Denoising Autoencoder: Removing noise from the MNIST dataset


# importing functions and classes from our framework
from dataset import Dataset
from nn import MLP
from layers import Dense
# other imports
import matplotlib.pyplot as plt



Autoencoders are a special architecture of neural networks whose sole purpose is to compress the input vector, or in our case the input image, into a lower dimensional representation, which is being referred to as the latent vector. In that regard, it has a similar function as the principal component analysis (PCA) that tries to create a representation of the input in the latent space by identifying eigenvectors of a covariance matrix. It can be shown that when using the identity function as the activation function of the autoencoder, the autoencoder serves as a PCA method. However, autoencoders are more powerful than PCA, since they also work well on datasets with nonlinearities. The figure below shows what the structure of an autoencoder looks like in general.

nn = MLP()

An autoencoder’s structure usually looks like an hourglass tilted sideways. It consists of an encoder and a decoder neural network. The encoder tries to compress the input vector into the latent space and thus simply reduces the dimension of the input as much as possible. In the figure above the encoder consists of the red and the blue layer. The values in the blue nodes are the latent vector. The decoder takes the latent vector, i.e. the blue layer, and tries to recreate the original image. The recreated image is being stored in the green layer. So far we have established that autoencoders try to encode the dataset in a lower dimensional space. How can this be done in practice? In contrast to classifiaction tasks the dataset now doesn’t consist of handwritten numbers and the corresponding labels, but the images themselves are being used instead of the labels. During the optimization, we are then minimizing the L2 error between the input handwritten image and its recreation.

Denoising Autoencoder

Autoencoders can be used for different tasks. One of them is filtering out noise from the input images. The only difference between denoising autoencoders and vanilla autoencoders is the fact, that in a training sample the input to the network is being perturbed by some Gaussian noise. However, the output of the network is still trying to approximate the original handwritten image. Thus in a successful training process, we get a neural network which can filter out noise from images of handwritten digits.

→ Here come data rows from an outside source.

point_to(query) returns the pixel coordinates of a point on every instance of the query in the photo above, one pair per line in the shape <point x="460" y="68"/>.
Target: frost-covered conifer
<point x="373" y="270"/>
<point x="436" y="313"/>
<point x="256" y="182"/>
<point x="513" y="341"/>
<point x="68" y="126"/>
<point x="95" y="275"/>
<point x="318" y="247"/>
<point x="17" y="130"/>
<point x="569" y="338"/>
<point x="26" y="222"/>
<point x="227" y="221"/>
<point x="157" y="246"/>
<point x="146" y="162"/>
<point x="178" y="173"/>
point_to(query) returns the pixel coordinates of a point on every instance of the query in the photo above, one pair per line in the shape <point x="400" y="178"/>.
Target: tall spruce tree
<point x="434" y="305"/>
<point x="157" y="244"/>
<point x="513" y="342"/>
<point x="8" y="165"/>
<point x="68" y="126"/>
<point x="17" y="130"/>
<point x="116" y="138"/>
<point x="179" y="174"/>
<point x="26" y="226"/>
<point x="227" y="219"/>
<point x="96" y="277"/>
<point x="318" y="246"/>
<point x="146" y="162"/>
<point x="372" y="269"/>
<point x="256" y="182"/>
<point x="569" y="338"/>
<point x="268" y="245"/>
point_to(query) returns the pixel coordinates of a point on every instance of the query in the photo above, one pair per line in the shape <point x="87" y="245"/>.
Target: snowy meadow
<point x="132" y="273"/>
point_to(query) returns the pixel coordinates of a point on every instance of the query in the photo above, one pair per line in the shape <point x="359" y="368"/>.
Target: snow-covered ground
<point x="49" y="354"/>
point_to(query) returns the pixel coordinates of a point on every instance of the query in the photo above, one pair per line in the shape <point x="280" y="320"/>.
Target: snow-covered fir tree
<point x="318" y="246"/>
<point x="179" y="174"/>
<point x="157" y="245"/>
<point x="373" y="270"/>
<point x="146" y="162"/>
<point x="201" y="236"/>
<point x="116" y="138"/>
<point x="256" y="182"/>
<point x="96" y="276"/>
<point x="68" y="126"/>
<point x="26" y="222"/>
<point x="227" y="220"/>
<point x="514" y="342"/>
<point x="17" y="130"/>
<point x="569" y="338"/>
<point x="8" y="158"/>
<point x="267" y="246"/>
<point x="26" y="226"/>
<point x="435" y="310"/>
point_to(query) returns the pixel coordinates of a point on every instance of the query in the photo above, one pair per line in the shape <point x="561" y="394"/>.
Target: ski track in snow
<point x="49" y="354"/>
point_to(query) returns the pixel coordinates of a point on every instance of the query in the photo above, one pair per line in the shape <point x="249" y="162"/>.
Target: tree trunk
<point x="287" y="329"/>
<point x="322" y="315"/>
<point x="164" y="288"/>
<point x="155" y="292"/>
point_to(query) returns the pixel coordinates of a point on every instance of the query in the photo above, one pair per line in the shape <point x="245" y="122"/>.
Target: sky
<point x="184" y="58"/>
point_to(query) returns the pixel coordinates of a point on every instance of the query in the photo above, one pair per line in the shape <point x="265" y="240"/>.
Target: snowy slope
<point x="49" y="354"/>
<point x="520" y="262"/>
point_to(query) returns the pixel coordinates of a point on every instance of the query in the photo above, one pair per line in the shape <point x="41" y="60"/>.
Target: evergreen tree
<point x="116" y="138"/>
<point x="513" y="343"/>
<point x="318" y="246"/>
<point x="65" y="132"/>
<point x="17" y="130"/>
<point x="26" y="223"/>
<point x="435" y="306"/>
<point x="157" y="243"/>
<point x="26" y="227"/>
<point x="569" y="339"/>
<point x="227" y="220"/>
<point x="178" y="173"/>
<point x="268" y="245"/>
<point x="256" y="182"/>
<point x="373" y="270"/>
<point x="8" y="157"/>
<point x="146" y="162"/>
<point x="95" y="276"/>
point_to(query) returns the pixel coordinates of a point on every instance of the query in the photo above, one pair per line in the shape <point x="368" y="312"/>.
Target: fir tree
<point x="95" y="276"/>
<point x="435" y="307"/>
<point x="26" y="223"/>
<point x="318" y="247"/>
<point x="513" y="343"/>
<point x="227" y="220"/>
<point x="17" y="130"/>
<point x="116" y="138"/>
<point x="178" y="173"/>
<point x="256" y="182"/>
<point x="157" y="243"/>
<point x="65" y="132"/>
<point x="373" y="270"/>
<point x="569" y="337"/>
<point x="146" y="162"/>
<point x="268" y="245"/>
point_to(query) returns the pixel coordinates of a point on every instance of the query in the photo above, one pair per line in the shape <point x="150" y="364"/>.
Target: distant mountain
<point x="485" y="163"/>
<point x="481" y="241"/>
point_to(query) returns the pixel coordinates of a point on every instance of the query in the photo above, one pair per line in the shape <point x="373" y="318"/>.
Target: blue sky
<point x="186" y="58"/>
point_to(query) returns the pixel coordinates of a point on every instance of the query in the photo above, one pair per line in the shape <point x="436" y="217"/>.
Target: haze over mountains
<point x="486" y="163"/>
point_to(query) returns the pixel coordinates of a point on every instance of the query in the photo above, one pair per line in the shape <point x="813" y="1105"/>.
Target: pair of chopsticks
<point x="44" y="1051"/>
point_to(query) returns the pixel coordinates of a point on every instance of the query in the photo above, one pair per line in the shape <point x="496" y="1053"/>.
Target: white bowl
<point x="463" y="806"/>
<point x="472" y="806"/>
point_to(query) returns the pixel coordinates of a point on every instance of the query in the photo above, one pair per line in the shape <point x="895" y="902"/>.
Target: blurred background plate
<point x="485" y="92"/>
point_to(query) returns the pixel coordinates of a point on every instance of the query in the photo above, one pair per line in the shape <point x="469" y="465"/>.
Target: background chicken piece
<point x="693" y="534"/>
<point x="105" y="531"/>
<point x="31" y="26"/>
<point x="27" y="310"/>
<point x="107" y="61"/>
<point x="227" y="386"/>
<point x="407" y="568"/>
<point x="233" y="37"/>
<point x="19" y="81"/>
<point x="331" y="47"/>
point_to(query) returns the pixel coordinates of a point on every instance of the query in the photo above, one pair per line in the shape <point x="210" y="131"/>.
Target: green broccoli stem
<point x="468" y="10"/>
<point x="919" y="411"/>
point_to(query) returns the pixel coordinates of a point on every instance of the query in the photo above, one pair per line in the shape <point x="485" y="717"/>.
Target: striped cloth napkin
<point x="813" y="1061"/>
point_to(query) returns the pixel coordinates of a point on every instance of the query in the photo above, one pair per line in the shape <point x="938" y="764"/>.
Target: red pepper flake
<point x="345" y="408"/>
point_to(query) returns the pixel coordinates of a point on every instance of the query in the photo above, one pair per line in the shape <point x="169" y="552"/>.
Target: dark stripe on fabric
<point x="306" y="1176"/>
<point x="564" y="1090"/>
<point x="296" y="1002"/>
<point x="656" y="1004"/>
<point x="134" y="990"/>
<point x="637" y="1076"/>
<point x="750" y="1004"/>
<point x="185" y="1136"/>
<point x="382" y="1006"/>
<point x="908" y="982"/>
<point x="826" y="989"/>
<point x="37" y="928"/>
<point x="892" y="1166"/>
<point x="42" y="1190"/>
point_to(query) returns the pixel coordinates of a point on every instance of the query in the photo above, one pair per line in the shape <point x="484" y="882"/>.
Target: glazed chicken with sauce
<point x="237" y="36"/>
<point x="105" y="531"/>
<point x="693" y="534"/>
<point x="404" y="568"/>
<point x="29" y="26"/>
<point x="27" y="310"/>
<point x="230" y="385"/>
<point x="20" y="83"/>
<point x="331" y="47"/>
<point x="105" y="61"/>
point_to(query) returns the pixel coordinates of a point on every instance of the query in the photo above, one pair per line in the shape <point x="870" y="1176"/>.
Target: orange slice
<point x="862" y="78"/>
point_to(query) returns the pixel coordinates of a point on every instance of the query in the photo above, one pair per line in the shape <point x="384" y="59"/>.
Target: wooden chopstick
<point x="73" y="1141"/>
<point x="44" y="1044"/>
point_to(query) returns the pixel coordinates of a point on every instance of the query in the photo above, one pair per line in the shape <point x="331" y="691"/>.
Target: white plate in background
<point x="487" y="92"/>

Here we load a pretrained autoencoder as a Multi-Layer Perceptron and show its architecture. As you can see, we were able to reduce the 28 x 28 handwritten images to a latent vector with 10 components, which means that we have an approximately 80-fold reduction of our input dimension.

autoencoder = MLP()
autoencoder.load("mnist_denoising_autoencoder") # autoencoder is saved in '/models/mnist_denoising_autoencoder'
-------------------- MULTI LAYER PERCEPTRON (MLP) --------------------


 *** 1. Layer: ***
DENSE 784 -> 10 [ReLU]
Total parameters: 7850
---> WEIGHTS: (10, 784)
---> BIASES: (10,)

 *** 2. Layer: ***
DENSE 10 -> 784 [Sigmoid]
Total parameters: 8624
---> WEIGHTS: (784, 10)
---> BIASES: (784,)


We now load a mini-batch of size 1 from the shuffled MNIST dataset and take the input image from the test set.

dataset = Dataset(name = "mnist", train_size = 60000, test_size = 10000, batch_size = 1)
randomBatch = next(dataset.batches(autoencoder = True, noise = 0.1))
inputImage  = randomBatch[1][0]

As you can see, the input image has quite a lot of noise, which we will try to filter out with our autoencoder.


Below you can see our recreation of the original handwritten image. Clearly the noise has been filtered out (almost) completely and up to a small error the original input image has been recreated successfully.

prediction = autoencoder.predict(inputImage)